2. Description of the Prior Art
As is well known, a lap seat belt, when buckled and adjusted snugly across the waist of the passenger, holds a passenger safely within a seat during sudden decelerations of a vehicle. A typical aircraft passenger lap seat belt consists of two lengths of seat belt webbing, each anchored to the seat at one end, one webbing (here selected to be the left side length) having a buckle connector attached to its free end, and the other webbing (here selected to be the right side length) having a combined buckle and webbing adjuster attached to it so that the buckle connector fits into and releasably locks with a buckle to join the two side lengths of webbing together and form the seat belt.
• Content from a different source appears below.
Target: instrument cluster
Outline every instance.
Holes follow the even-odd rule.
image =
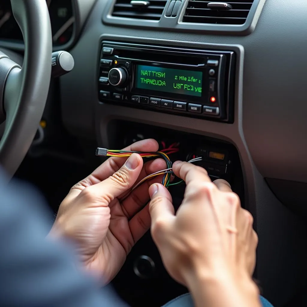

The webbing adjuster includes a moveable load bar in a base frame. The free end of the right side length of webbing is inserted through a slot in the bottom of the base frame, wound around the load bar, and then passed back through the slot to exit the webbing adjuster. With no tension in the webbing, the webbing adjuster is said to be in the adjustment mode and the length of belt webbing may be adjusted by pulling on the free end of the webbing.
When the belt has been joined at the connector and buckle and the webbing adjuster adjusted, only a slight amount of tension need be applied to the webbing in order to move the load bar and place the webbing adjuster into the locking mode. Thereafter, and in order to lengthen the belt, the base frame of the adjuster must be tilted in order to release the load bar and place the webbing adjuster back into the adjustment mode. The belt may then be loosened to increase the length of the anchor end of the webbing.
Typical load bars in the prior art have a knurled cylindrical shape with integral projecting lugs on each end which allows the load bar to slide between sloping slots located in the flanges of the buckle base. The knurled cylindrical shape tends to wear and fray the webbing thus decreasing the locking reliability of the web adjuster. One assembly problem associated with such an arrangement is that the flanges on the base frame first must be spread to permit the lugs to be inserted and the flanges must then be bent back into their original shape.
Another prior art combination lap belt buckle and webbing adjuster uses a partially cylindrical bar with an axle insert that partially rotates when tension is placed on the anchored portion of the right-hand webbing. However, because the gap between the load bar and the base frame is only about 75 percent of the thickness of the webbing, as shown in FIG. 4, under normal tension the load bar does not rotate far enough to securely hold the webbing between the notch and body. When heavy loads are suddenly applied to the webbing adjuster, as in deceleration during landing or crash situations, the load bar rotates further counter-clockwise, pinching and joggling the loose webbing around the end of the bar and through a close series of very tight 90° bends as shown in FIG. 5, until the webbing is clinched between the notch and the body and web lock occurs. However, moving the webbing through a series of tight bends and clinching actions in the continuous adjustments to which the belts are subjected results in excessive wear and tear on the webbing, causing it to fray and become thicker. As the webbing becomes thicker, its thickness tends to interfere with the pinching and joggling action that must take place within the close area B of FIG. 5, under load conditions. If pinching does not occur immediately as a sudden load is applied, the web lock may fail.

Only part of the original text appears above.